Bridge Seventy - Ponte Dei Frari

It was now a long, but scenic walk through a rather popular area in central Venice leading up to our next bridge. Near the famous Scuola Grande de San Rocco building we caught up with a young man walking - like us,  at a brisk pace - but wearing a strange robot-like contraption on his back.



It took me a minute or so to recognise the guy.  It was the logo on his cap that confirmed my suspicions - he was busy taking photos of Venice for Google Street View! The photos these robot-walkers take supplement Google’s online street maps, often in the form of 360 degree panorama views. We were surprised to see him using a paper map to guide himself around Venice, and not a GPS device, smartphone or tablet. It didn't quite make sense for such a high-tech project to be making use of such an old school way of staying on-course.

We paused for a moment on the Campo San Rocco flanked by the Scuola Grande de San Rocco on one side and the twin-like Chiesa San Rocco ('chiesa' meaning 'church' in English) on the other. Every time today when we passed one of these beautiful facades that promised an even more impressive inside, I made a mental note of returning to browse the museums and galleries they housed. But I also started realising that in order to do so would require weeks, if not months. Is it time to start planning an extended stay in Venice?

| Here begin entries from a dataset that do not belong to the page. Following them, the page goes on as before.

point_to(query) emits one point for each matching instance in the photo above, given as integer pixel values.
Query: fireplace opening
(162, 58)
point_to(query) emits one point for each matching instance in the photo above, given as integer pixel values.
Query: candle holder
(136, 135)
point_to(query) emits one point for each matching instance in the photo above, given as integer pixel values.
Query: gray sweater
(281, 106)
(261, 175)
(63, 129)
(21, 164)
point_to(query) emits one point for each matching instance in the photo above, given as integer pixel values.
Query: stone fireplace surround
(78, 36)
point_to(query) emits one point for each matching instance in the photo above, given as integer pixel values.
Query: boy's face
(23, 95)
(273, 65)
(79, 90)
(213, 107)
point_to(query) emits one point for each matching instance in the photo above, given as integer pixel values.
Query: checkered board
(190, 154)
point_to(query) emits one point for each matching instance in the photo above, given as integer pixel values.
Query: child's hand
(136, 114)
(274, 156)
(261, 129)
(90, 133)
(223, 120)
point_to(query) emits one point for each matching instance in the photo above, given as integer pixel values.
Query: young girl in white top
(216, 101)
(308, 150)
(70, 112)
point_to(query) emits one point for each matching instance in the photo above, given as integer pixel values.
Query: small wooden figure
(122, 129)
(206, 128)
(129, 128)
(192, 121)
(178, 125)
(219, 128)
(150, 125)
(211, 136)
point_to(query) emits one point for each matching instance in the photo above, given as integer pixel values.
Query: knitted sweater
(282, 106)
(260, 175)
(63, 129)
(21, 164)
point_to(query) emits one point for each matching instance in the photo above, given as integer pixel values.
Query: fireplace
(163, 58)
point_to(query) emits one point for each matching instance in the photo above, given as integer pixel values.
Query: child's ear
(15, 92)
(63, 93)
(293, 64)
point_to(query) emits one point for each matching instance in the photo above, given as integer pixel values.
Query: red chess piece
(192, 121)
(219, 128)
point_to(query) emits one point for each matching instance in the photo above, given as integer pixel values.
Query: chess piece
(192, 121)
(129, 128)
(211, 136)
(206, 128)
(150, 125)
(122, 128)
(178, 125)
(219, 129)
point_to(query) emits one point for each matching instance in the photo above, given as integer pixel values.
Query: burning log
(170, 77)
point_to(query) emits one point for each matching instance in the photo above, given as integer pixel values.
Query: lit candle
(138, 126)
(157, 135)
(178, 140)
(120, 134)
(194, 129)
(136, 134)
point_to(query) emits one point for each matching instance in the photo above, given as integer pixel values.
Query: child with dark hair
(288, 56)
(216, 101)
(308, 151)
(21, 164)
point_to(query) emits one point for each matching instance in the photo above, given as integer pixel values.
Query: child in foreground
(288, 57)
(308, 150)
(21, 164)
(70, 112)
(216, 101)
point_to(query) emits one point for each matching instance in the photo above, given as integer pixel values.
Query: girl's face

The Ponte dei Frari - Bridge of the Friars - leading onto the Campo dei Frari is a rather modest bridge for the illustrious buildings in the area it provides access to.  That’s perhaps because the Basilica di Santa Maria Gloriosa dei Frari, commonly referred to as the 'Frari church' on the opposite side of the square, has a rather simple façade hiding the treasure trove of history on the inside that makes it one of the most important churches in Venice. It’s an ongoing refrain in Venice - where you see a white-stoned, much-decorated façade on a building, rest assured there was a monied family or two involved in its founding and construction. But when you see a simple red-brick construction such as the Frari church, it's most likely that it was built on a shoestring by a handful of austere monks, which is indeed the case here. A group of Franciscan monks arrived in Venice not long after the death of Saint Francis around 1250 and started construction on what turned out, two hundred years later, to be the church we see now.